Evidence for relativistic features in the X‐ray spectrum of Mrk 335

We present an analysis of hard X‐ray features in the spectrum of the bright Sy 1 galaxy Mrk 335 observed by the XMM–Newton satellite. Our analysis confirms the presence of a broad, ionized Fe Kα emission line in the spectrum, first found by Gondoin et al. The broad line can be modelled successfully by relativistic accretion disc reflection models. This interpretation is unusually robust in the case of Mrk 335 because of the lack of any ionized (‘warm’) absorber and the absence a clear narrow core to the line. Partial covering by neutral gas cannot, however, be ruled out statistically as the origin of the broad residuals. Regardless of the underlying continuum we report, for the first time in this source, the detection of a narrow absorption feature at the rest frame energy of ∼5.9 keV. If the feature is identified with a resonance absorption line of iron in a highly ionized medium, the redshift of the line corresponds to an inflow velocity of ∼0.11–0.15 c . We present a simple model for the inflow, accounting approximately for relativistic and radiation pressure effects, and use Monte Carlo methods to compute synthetic spectra for qualitative comparison with the data.

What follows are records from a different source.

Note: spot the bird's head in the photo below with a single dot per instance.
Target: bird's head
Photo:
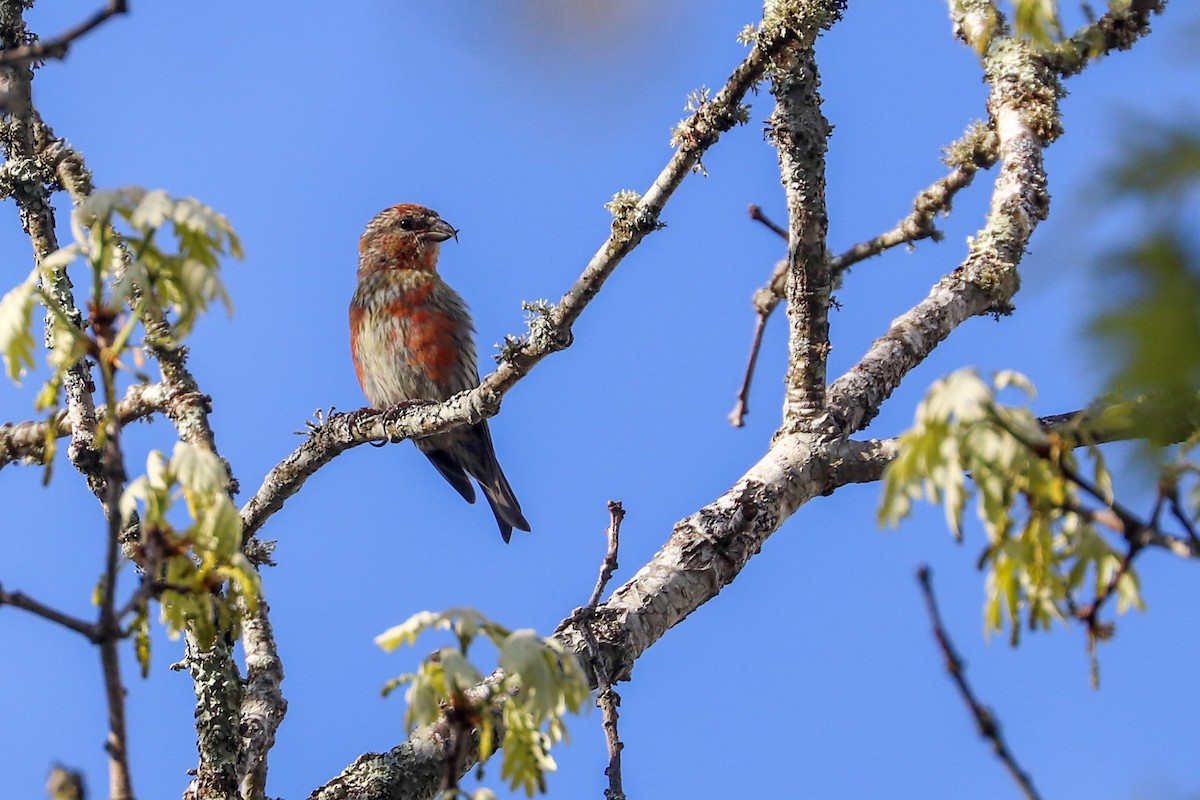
(405, 236)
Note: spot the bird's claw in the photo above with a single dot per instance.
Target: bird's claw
(312, 427)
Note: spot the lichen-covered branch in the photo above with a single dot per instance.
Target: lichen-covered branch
(263, 705)
(1116, 30)
(973, 151)
(1023, 104)
(27, 440)
(27, 178)
(219, 697)
(799, 131)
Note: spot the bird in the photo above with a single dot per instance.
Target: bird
(412, 338)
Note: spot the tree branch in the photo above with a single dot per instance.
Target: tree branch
(607, 697)
(973, 151)
(29, 190)
(1116, 30)
(27, 440)
(58, 47)
(989, 728)
(1023, 104)
(549, 334)
(799, 132)
(23, 601)
(263, 704)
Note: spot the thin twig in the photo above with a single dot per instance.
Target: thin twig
(989, 727)
(120, 783)
(58, 47)
(23, 601)
(973, 151)
(765, 301)
(607, 697)
(742, 407)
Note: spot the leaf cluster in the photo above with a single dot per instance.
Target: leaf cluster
(1044, 549)
(541, 681)
(145, 251)
(203, 577)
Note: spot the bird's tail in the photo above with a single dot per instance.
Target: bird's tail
(504, 504)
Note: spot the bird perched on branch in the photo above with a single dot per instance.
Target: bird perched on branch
(412, 340)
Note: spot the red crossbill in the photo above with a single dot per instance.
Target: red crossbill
(412, 340)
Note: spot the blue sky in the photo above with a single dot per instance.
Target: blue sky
(815, 673)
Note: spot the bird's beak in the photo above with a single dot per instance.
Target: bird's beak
(442, 230)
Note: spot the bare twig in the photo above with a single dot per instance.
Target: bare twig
(64, 785)
(742, 407)
(973, 151)
(23, 601)
(58, 47)
(759, 216)
(120, 783)
(989, 727)
(607, 697)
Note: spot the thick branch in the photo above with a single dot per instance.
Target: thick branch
(973, 151)
(1024, 108)
(27, 440)
(799, 132)
(263, 705)
(550, 334)
(21, 142)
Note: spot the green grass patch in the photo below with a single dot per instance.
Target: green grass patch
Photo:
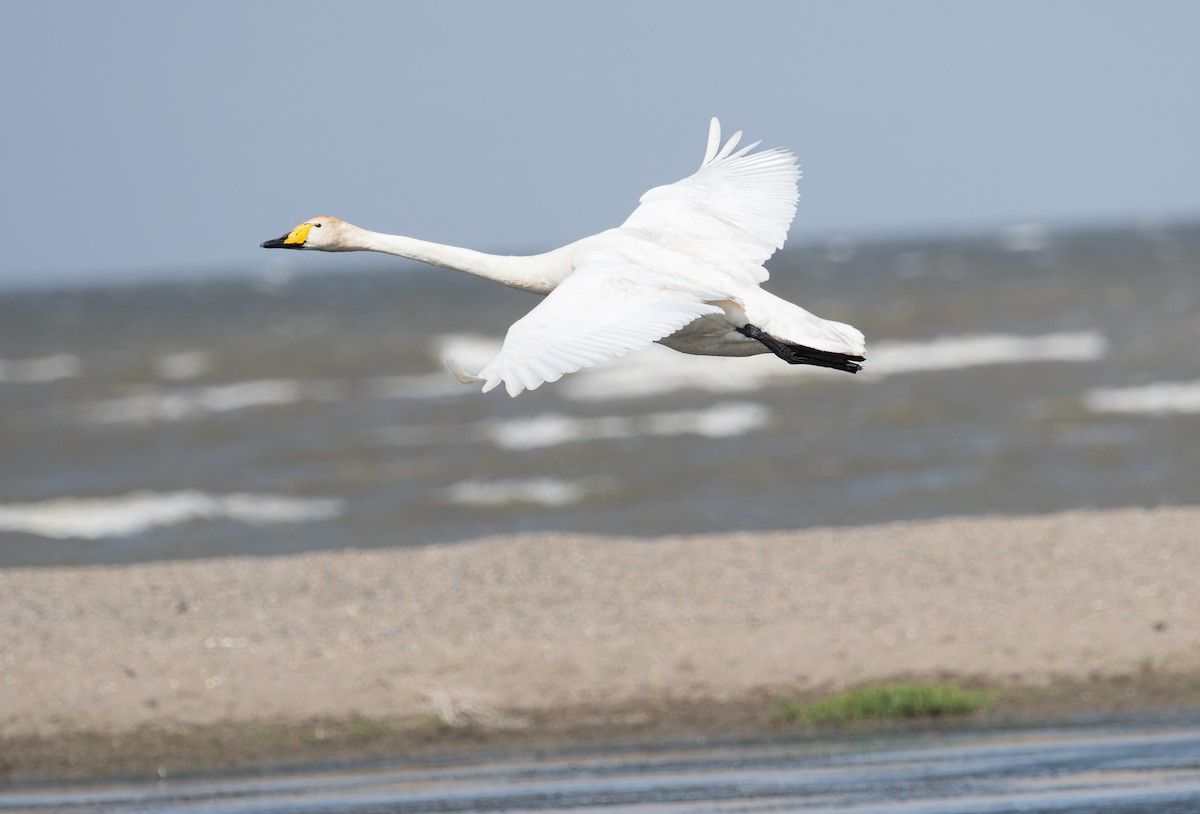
(886, 702)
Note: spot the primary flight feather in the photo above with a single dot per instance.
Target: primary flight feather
(684, 269)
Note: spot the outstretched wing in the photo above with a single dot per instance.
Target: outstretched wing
(603, 310)
(735, 210)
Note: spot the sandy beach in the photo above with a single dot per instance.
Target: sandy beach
(504, 630)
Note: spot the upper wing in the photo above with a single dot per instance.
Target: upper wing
(735, 210)
(600, 311)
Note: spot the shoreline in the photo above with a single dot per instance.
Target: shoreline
(249, 748)
(527, 638)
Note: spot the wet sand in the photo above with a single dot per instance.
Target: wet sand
(504, 633)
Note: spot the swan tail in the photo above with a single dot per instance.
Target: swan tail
(460, 373)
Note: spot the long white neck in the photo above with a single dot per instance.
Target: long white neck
(539, 274)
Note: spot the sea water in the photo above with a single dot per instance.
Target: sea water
(1024, 371)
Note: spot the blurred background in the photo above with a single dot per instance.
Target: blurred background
(1003, 196)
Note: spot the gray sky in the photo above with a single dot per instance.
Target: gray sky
(167, 138)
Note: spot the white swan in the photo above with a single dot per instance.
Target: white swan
(683, 270)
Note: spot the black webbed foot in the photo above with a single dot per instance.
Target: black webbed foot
(802, 354)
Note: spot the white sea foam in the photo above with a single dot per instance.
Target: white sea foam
(183, 365)
(978, 349)
(150, 405)
(1157, 399)
(658, 370)
(426, 385)
(539, 491)
(93, 518)
(42, 369)
(720, 420)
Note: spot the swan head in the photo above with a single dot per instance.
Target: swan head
(323, 233)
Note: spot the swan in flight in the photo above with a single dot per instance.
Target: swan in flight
(684, 270)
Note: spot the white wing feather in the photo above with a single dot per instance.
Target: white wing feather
(735, 210)
(600, 311)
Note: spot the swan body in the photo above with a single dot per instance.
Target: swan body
(684, 270)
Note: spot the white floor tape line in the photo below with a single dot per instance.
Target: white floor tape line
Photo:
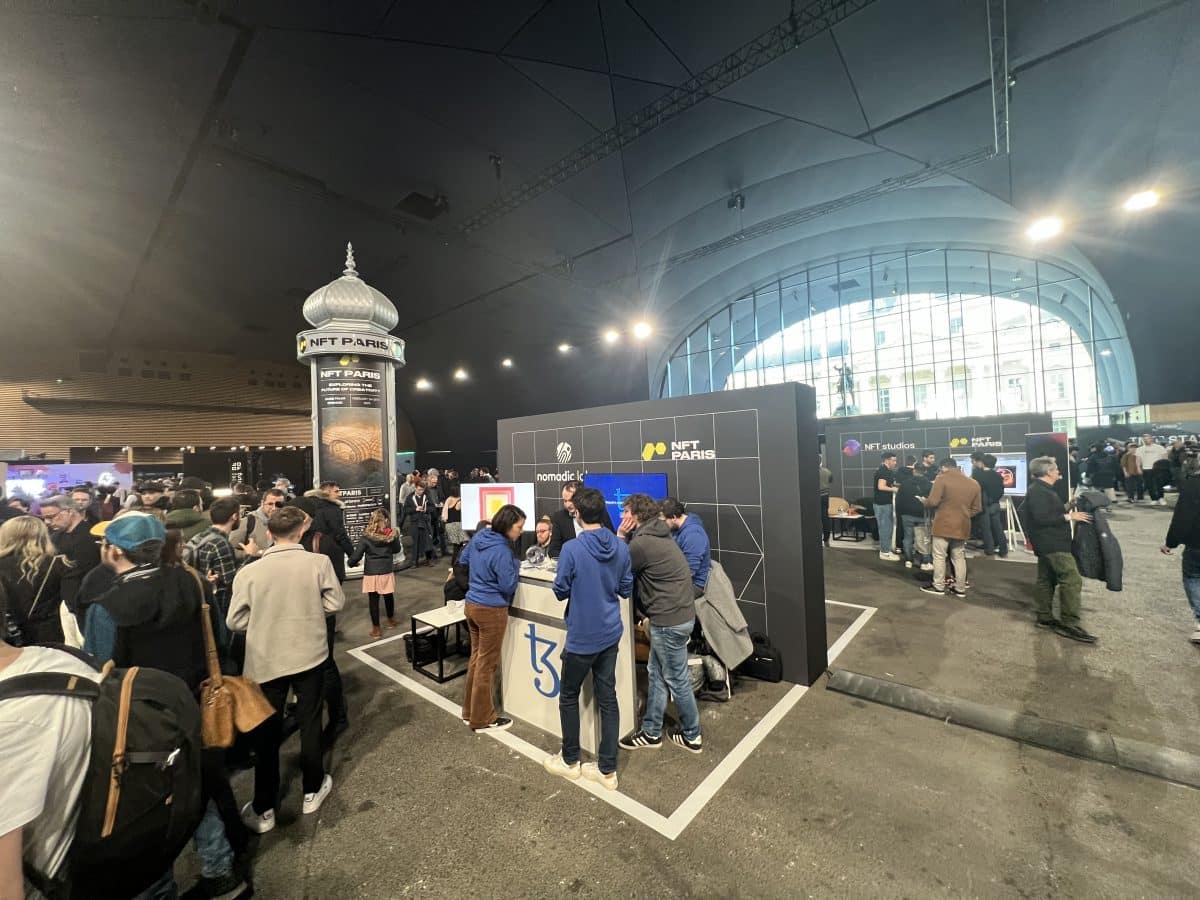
(672, 826)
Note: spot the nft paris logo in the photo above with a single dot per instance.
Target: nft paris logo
(679, 450)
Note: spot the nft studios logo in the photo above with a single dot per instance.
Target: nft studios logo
(679, 450)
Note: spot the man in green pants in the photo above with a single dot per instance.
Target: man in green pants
(1049, 532)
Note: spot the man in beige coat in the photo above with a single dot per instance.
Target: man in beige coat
(281, 603)
(957, 499)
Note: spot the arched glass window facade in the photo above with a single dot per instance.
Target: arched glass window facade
(947, 333)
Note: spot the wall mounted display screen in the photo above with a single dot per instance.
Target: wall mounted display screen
(1012, 467)
(617, 487)
(480, 502)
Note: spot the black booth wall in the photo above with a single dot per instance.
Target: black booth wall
(855, 445)
(756, 499)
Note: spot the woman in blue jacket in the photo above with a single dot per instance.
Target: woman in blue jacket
(492, 571)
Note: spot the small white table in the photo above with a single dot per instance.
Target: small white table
(531, 663)
(439, 619)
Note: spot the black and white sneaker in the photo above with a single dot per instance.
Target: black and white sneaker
(501, 724)
(693, 747)
(641, 741)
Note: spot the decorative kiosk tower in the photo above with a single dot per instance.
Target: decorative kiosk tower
(353, 359)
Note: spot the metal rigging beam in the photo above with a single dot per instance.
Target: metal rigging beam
(789, 220)
(814, 19)
(997, 47)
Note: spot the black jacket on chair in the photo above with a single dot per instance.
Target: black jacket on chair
(1095, 547)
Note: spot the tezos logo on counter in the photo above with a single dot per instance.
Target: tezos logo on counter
(679, 450)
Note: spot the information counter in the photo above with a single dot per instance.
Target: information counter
(531, 663)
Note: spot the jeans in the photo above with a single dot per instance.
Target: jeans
(335, 699)
(991, 526)
(885, 520)
(211, 846)
(667, 670)
(603, 666)
(486, 625)
(958, 552)
(1152, 485)
(1059, 570)
(910, 538)
(309, 688)
(1192, 579)
(1134, 487)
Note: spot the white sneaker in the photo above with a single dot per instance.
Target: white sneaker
(556, 766)
(255, 822)
(592, 773)
(312, 801)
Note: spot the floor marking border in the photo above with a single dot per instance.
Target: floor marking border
(672, 826)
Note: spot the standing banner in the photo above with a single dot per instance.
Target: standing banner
(352, 418)
(1051, 443)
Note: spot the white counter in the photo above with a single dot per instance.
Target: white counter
(531, 663)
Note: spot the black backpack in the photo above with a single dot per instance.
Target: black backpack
(142, 797)
(763, 663)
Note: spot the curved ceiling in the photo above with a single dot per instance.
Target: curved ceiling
(177, 178)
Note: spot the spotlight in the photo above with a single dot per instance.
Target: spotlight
(1140, 201)
(1044, 228)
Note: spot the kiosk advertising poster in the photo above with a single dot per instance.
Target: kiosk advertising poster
(352, 419)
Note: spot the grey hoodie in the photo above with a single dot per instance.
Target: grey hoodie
(661, 576)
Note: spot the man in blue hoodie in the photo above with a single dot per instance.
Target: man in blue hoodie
(493, 574)
(693, 540)
(593, 573)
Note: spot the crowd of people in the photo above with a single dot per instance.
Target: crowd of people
(267, 570)
(126, 583)
(935, 509)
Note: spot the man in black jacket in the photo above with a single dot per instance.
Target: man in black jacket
(72, 538)
(912, 515)
(991, 519)
(1049, 532)
(567, 526)
(1186, 529)
(663, 592)
(329, 522)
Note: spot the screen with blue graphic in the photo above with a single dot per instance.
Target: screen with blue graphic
(617, 487)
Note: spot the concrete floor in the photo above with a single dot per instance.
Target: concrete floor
(843, 798)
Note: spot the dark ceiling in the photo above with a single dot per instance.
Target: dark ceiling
(183, 174)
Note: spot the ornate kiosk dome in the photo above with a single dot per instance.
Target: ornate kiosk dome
(351, 301)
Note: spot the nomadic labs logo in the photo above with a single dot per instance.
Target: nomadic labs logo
(679, 450)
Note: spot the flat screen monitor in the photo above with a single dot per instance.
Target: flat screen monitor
(617, 487)
(483, 501)
(1012, 467)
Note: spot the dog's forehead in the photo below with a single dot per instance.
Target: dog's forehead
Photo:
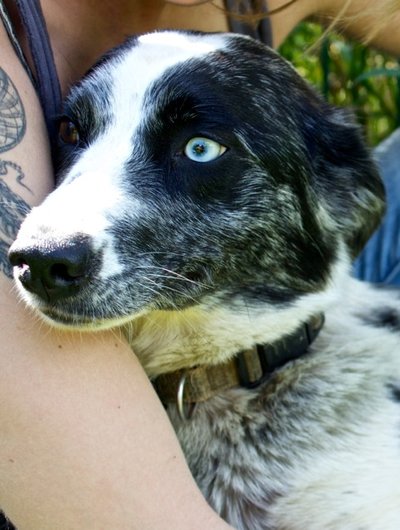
(150, 55)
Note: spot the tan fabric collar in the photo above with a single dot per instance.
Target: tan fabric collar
(247, 369)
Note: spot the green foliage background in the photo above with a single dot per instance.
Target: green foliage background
(349, 73)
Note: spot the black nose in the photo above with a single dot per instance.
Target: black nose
(53, 270)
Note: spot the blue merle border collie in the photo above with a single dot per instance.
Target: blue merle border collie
(210, 204)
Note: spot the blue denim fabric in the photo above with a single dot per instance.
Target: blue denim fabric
(379, 262)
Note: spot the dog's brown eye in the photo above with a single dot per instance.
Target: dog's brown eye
(68, 132)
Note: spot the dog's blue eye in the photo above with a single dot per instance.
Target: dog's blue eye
(201, 149)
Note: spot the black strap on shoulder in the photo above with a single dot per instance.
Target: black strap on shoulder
(47, 83)
(260, 30)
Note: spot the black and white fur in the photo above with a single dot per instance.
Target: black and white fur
(199, 260)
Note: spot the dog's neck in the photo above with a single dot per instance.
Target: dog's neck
(166, 341)
(247, 369)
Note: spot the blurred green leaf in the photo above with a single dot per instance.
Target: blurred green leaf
(348, 73)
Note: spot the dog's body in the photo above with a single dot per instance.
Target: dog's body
(212, 202)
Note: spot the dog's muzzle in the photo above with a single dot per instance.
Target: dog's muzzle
(54, 271)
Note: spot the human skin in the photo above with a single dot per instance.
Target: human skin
(85, 443)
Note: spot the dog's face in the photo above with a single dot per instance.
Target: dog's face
(197, 169)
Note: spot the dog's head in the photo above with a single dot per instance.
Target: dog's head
(197, 169)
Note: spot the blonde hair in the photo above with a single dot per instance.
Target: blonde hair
(374, 17)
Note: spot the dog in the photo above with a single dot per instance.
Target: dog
(210, 204)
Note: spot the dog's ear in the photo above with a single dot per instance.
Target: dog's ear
(345, 176)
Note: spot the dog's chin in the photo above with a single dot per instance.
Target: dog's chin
(76, 322)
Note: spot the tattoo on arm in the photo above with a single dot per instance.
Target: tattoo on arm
(13, 208)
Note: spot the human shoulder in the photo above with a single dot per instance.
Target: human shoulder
(25, 168)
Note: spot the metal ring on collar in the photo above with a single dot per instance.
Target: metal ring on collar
(185, 412)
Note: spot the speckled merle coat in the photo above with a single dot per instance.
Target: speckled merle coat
(210, 200)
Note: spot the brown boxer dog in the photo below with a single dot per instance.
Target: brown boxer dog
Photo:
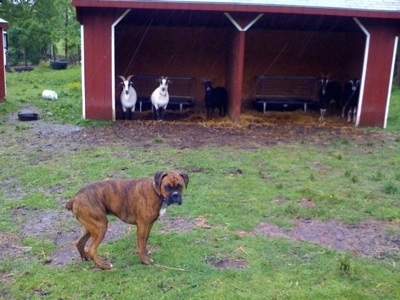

This modelling shows that the absorption feature can plausibly be reproduced by infalling gas providing that the feature is identified with Fe  xxvi . We require the inflowing gas to extend over a limited range of radii at a few tens of r g to match the observed feature. The mass accretion rate in the flow corresponds to 60 per cent of the Eddington limit, in remarkable agreement with the observed rate. The narrowness of the absorption line tends to argue against a purely gravitational origin for the redshift of the line, but given the current data quality we stress that such an interpretation cannot be ruled out.